Google was hit with a record-breaking $2.7 billion fine last month by the European Commission for breaking antitrust laws. The EU says Google demoted rivals and unfairly promoted its own services in search results related to shopping. While the fine is the largest antitrust judgement ever, an even bigger fine could be on the way for Google.
Reuters reports that EU regulators are considering another record-breaking fine for Google over its Android operating system. The European Commission has been investigating Android after rivals complained that Google has been abusing its market dominance. Google has been accused of limiting access to the Google Play Store unless phone makers also bundle Google search and Chrome apps.
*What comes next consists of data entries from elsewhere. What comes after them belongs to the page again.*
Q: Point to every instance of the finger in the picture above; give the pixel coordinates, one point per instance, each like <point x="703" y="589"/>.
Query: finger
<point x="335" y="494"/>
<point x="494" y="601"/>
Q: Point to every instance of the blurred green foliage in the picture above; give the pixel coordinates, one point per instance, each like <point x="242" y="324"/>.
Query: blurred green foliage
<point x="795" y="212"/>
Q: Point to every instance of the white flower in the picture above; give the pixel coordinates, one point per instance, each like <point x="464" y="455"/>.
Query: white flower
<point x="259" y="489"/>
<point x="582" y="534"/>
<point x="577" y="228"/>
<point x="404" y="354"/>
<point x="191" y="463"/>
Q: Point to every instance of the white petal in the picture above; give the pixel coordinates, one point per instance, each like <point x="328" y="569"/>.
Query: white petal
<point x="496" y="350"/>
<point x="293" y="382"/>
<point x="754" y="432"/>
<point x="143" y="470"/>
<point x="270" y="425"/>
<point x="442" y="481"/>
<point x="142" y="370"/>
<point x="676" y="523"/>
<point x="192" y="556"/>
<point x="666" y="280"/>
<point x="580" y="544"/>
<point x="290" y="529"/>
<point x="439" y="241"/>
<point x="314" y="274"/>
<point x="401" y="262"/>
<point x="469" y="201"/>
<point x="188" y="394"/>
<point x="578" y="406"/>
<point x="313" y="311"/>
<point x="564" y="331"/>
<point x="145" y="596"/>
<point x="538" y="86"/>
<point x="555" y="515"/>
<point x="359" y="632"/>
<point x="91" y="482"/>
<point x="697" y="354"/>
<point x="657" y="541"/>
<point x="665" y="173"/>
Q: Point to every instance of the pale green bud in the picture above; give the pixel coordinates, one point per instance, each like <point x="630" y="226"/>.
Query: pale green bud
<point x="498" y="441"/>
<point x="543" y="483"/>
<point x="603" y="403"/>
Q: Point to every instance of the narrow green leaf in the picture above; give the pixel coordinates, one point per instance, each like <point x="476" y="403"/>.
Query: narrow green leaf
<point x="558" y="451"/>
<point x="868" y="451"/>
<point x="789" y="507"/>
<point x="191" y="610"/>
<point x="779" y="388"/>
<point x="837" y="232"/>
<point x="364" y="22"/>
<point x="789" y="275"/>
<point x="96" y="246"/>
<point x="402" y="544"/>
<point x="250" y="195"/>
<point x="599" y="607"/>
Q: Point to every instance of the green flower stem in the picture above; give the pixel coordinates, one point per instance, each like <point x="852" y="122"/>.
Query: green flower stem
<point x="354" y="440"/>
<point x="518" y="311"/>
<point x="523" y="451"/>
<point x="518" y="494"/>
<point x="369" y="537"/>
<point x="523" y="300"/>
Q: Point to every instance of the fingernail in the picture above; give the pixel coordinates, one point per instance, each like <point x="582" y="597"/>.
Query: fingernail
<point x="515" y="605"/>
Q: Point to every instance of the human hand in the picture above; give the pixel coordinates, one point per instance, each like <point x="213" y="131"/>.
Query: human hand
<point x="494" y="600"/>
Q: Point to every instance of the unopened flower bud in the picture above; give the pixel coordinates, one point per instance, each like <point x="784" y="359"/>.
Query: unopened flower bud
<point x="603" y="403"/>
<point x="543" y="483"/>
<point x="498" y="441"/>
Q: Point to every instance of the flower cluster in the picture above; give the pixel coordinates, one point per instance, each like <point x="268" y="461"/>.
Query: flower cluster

Google has also reportedly blocked phone makers from creating devices that run forked versions of Android, as part of an anti-fragmentation agreement.
While Reuters suggests the potential Android fine could top the $2.7 billion penalty, a bigger concern for Google will be whether it's forced to dramatically alter Android and unbundle key parts. Android has long been considered as open source software, but Google has slowly been adding key components into its Google Play Services software and associated agreements.
Source: The Verge
(Score: 2) by Lagg on Friday July 07 2017, @03:27PM
Yeah the EU regulators continue to confuse me. Hell I'm still trying to understand why it was okay that the N1 [imgur.com] was supposedly first party and yet had paid app placement in what one would expect to be a clean install. I had to rezip the update apks every update if I wanted to keep facebook and twitter and all that off. Because system apps are impossible to uninstall. That seems screwy competition wise. (Note: assumption N1 was the same in EU)
Whatever, shouldn't be surprised. Same set of regulators that thought the browser ballot would work I bet. Heh.
Personally I don't think Google is collecting any more or less than they were before. Will say fnord is right in that the system services are bigger, more processes and inter dependencies however.